Some thing to ponder..
HANDLOADS FOR SELF-DEFENSE:THE DANIEL BIAS CASE
The Ayoob Files
Situation: Authorities try to determine if a death was suicide, blameless accident, manslaughter, or murder by replicating gunshot residue.
Lessons: Load easily replicable factory rounds in your defense guns … and don’t leave firearms where suicidal people can access them.
--------------------------------------------------------------------------
Trouble With Handloads
I decided to focus on this case this month after an interminable discussion that ran over five computer threads on four electronic Internet forums on the subject of liability that can be incurred by using handloads in defensive firearms. I took the position I take here — don’t use handloads in defensive firearms — and challenged those who preferred them to give a tactically sound reason why.
With thousands of views logged, the only reasons for carrying reloads were: “I get an inch at 25 yards with my loads, and only 2" groups with Hydra-Shok.” This, I submit, is not a decisive advantage, and if you think it is, there are many affordable factory handguns that will put five shots in an inch at 25 yards with the right factory ammo. See American Handgunner 2006 Tactical Annual, page 82.
“I save as much as 50 cents a cartridge with my carry reloads.” Balance that against Danny Bias’ sixfigure legal bill in just his first trial, not at all uncommon in murder cases, and factory ammo can be extraordinarily cheap insurance. Once you know your gun feeds with your preferred factory round, you can pretty much duplicate it for practice and get your cost savings there.
“My ammo is more reliable than factory.” One poster noted his pistol had locked up on him when he fired a factory cartridge that didn’t have a flash-hole, a one-in-million occurrence. While you may well be one of those very few who can actually handcraft better ammo, is it enough to warrant the liability it brings? And when you’re accused of handloading “to make deadlier ammo” (as happened in another case, N.H. v. James Kennedy), can you convince a jury of 12 lay people you make better cartridges by yourself, after work, with a few thousand dollars worth of hobbyist equipment, than is produced at a vast ammunition factory with quality control and trained engineers?

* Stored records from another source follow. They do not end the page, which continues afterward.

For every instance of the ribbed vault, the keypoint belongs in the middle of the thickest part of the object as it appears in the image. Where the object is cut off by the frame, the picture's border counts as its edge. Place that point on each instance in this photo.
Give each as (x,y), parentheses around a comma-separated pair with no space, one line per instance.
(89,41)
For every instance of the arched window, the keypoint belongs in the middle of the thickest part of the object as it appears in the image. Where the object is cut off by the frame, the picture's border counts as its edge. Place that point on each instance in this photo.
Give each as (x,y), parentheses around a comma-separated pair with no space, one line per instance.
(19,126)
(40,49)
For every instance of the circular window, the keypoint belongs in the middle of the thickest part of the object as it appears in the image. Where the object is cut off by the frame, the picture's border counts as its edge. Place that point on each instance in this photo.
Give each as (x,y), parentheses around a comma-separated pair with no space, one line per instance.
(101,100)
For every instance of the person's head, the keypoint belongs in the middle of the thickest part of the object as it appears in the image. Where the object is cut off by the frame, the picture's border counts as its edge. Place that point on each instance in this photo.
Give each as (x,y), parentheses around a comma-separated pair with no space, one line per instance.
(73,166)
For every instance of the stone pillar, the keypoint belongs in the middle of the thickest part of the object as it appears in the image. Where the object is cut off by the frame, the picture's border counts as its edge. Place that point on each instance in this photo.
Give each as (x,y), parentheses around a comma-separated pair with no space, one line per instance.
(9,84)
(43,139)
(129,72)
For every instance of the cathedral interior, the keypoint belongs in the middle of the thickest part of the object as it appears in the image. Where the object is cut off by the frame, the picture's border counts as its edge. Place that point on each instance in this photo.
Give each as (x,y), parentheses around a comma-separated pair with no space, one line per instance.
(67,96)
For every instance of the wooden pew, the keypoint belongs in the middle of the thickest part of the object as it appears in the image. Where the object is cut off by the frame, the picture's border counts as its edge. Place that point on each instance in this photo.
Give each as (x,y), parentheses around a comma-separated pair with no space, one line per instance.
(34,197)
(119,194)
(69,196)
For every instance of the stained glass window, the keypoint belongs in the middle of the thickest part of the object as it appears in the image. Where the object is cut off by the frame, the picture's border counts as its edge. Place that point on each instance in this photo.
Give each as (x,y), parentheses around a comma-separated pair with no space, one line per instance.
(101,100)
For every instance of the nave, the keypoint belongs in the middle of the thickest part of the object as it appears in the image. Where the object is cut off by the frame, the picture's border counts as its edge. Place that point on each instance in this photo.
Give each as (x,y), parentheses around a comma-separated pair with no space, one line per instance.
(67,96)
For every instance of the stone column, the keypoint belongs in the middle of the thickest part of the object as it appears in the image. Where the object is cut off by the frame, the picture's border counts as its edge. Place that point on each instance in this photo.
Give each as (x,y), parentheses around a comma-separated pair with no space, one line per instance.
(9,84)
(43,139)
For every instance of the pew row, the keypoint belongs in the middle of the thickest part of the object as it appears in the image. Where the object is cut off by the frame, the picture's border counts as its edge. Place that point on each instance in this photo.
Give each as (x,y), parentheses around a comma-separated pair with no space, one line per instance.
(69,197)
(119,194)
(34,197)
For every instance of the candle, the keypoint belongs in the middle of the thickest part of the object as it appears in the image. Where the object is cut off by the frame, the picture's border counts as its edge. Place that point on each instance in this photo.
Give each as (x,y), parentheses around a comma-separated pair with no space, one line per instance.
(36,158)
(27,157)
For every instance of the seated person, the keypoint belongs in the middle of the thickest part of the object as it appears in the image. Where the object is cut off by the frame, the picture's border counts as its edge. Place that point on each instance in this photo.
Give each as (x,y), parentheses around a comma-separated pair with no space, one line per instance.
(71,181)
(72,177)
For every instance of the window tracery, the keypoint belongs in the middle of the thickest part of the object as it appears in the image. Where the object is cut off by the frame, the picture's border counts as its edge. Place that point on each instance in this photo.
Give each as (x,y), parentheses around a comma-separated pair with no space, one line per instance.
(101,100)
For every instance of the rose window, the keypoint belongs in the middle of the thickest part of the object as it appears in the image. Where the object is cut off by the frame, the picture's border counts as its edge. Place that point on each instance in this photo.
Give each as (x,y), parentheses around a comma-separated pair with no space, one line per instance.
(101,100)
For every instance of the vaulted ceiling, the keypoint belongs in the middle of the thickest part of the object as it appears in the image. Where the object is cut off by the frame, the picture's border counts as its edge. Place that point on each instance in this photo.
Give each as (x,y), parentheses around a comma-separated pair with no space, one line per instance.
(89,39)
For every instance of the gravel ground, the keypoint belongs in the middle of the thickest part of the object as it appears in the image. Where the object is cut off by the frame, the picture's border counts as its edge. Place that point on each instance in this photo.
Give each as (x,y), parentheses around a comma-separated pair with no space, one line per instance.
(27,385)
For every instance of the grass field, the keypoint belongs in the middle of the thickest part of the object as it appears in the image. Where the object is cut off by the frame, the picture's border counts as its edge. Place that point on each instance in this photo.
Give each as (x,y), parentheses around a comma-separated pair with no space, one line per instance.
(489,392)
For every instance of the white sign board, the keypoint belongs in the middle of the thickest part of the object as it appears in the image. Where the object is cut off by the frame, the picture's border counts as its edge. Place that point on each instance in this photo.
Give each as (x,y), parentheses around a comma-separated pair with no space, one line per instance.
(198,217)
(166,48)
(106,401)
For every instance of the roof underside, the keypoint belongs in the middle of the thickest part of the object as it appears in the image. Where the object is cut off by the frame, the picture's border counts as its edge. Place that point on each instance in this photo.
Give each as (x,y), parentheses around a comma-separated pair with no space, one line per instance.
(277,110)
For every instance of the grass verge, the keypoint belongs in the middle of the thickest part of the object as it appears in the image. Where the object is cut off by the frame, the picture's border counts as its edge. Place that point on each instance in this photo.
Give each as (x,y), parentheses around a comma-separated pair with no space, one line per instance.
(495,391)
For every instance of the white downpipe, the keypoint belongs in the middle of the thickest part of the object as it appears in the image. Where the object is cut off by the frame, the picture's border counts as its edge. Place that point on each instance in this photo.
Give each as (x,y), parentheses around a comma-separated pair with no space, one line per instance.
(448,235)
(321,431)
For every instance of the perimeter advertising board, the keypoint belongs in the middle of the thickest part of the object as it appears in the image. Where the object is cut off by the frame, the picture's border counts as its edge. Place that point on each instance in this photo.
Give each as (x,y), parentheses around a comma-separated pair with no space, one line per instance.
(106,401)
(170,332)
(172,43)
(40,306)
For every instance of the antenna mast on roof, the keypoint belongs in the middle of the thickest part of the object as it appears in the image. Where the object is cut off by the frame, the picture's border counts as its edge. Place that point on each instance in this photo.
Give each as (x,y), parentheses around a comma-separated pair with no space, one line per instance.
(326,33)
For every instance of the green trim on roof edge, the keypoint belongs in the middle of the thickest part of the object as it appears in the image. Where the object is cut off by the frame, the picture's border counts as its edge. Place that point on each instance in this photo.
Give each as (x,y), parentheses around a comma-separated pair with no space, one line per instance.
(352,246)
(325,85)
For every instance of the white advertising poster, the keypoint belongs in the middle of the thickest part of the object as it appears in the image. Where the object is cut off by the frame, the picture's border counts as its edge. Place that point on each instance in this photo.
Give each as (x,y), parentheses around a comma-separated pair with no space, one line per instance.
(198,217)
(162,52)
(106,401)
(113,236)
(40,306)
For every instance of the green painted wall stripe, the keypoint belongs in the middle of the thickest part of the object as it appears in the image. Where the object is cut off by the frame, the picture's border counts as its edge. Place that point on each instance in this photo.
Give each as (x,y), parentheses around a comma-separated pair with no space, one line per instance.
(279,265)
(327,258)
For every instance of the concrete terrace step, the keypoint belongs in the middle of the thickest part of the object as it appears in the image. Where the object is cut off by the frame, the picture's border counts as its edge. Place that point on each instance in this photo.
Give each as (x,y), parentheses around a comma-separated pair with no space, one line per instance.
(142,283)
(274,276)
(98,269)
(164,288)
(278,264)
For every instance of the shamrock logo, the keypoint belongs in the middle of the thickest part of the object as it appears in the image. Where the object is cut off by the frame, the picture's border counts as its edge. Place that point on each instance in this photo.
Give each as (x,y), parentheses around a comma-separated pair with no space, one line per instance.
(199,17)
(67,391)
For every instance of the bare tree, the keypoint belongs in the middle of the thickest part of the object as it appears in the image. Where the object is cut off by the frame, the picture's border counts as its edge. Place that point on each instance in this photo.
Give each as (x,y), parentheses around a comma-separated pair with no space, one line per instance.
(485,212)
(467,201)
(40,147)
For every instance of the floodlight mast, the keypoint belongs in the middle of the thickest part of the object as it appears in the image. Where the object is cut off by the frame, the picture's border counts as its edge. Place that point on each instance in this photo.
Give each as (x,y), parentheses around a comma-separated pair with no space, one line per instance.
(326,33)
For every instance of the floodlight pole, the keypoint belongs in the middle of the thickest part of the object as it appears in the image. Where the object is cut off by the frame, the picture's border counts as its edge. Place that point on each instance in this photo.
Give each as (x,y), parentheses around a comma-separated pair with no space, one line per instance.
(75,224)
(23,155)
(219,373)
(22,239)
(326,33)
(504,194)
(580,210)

The “regular bullets weren’t deadly enough for you” argument is not the big reason I recommend against handloads for defense. The forensic replicability factor is the main reason. Listen to John Lanza, who had to fight for Danny Bias’ future in court.
“When a hand load is used in an incident which becomes the subject of a civil or criminal trial, the duplication of that hand load poses a significant problem for both the plaintiff or the prosecutor and the defendant. Once used, there is no way, with certainty, to determine the amount of powder or propellant used for that load. This becomes significant when forensic testing is used in an effort to duplicate the shot and the resulting evidence on the victim or target. Stippling or powder residue, and its amount, would relate to the distance between the barrel of the firearm and the victim or target. Lack of powder residue would reflect a distant shot as opposed to the presence of powder residue which would reflect or prove a close shot,” explains Attorney Lanza, who adds, “With the commercial load, one would be in a better position to argue the uniformity between the loads used for testing and the subject load.”
When I asked Elizabeth Smith about the handload crippling Danny’s defense, she replied, “You’re certainly right about that. Gunshot residue was absolutely the focus of the first trial. The prosecution kept going back to the statement, ‘It couldn’t have happened the way he said it did.’”
For several years, certain “Net Ninjas” have been spreading the false belief that no one has ever gotten in trouble in court from using handloads. Now you know better. The records of the N.J. v. Daniel N. Bias trials are archived at the Superior Court of New Jersey, Warren County, 313 Second Street, P.O. Box 900, Belvedere, NJ 97823. Those wishing to follow his appellate process can begin with the Atlantic Reporter at 142 NJ 572, 667 A.2d 190 (Table). The only reason handloads have not been a factor in more cases is that most people who go in harm’s way are already smart enough not to use them for defense.